Wealthy student athletes have an advantage

Ever since I was little, I have been pretty athletic. In elementary school, I practiced ballet, hip hop and tennis; now, I am a proud member of the NPHS water polo and swim team. 

In middle school, I knew I wanted to swim, but my school did not have a team to join. My next option was to join a club team outside of school, something I could not afford. 

This, however, is the path that many other student athletes end up taking, building strength with professional coaches to get familiarized and skilled at the sport before and throughout high school. Club teams are a lot of work; with practices often two or three times a week, the student must be dedicated, and something else too infrequently spoken about… financially inclined. 

With COVID-19 limiting my practices this year, I looked into club water polo again.
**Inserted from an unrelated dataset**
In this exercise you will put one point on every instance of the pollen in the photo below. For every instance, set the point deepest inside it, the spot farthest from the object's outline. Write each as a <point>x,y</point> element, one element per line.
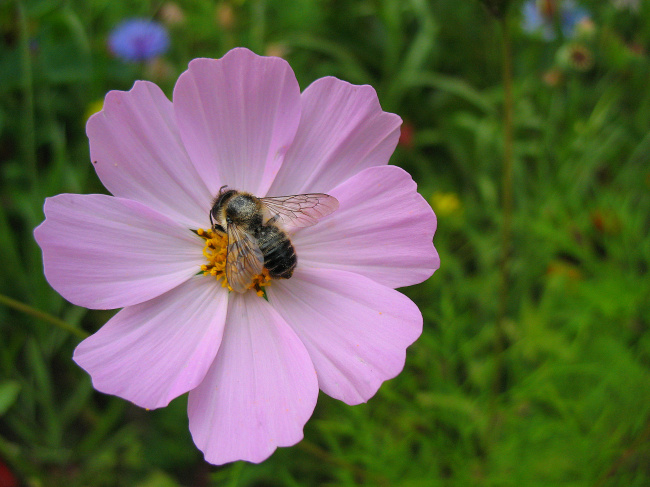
<point>215,250</point>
I found that the costs soared to $745 for one season, with up to $600 extra for games. The discovery made me realize just how lucky I am to be in a school sport, which lets me play at a much lower price. Most parents, like mine, don’t have over a thousand dollars to spend on their kids’ sports season every single year. With that cost, of course I haven’t been able to play club in the past! 

In middle school, I was not able to compete in a club sport because of the high cost. Many of my classmates just assumed that I did not want to practice or was not dedicated enough to do so, when quite the opposite was the case. The truth is that most club players are better than athletes like me, but it’s not because they are more dedicated. I would love to practice vigorously with a club team everyday, but just do not have the money.

Instead, I have been training by myself at public pools, where you can rent lanes for low prices. With college applications just around the corner, I have been working hard in the hopes of getting into a division school. Only, how can I compete with athletes who have been regularly training and conditioning in club sports since they were young?

When colleges choose high schoolers for their teams and give out athletic scholarships, their choices are often club players, since they are inherently more experienced. However, student athletes on club teams are the least in need of these significant scholarships, since they must already be financially inclined to be able to play club in the first place.

This ongoing cycle that favors wealthy student athletes must be recognized. It is important to understand the advantage that wealth gives athletes, and to make the distinction between money and dedication.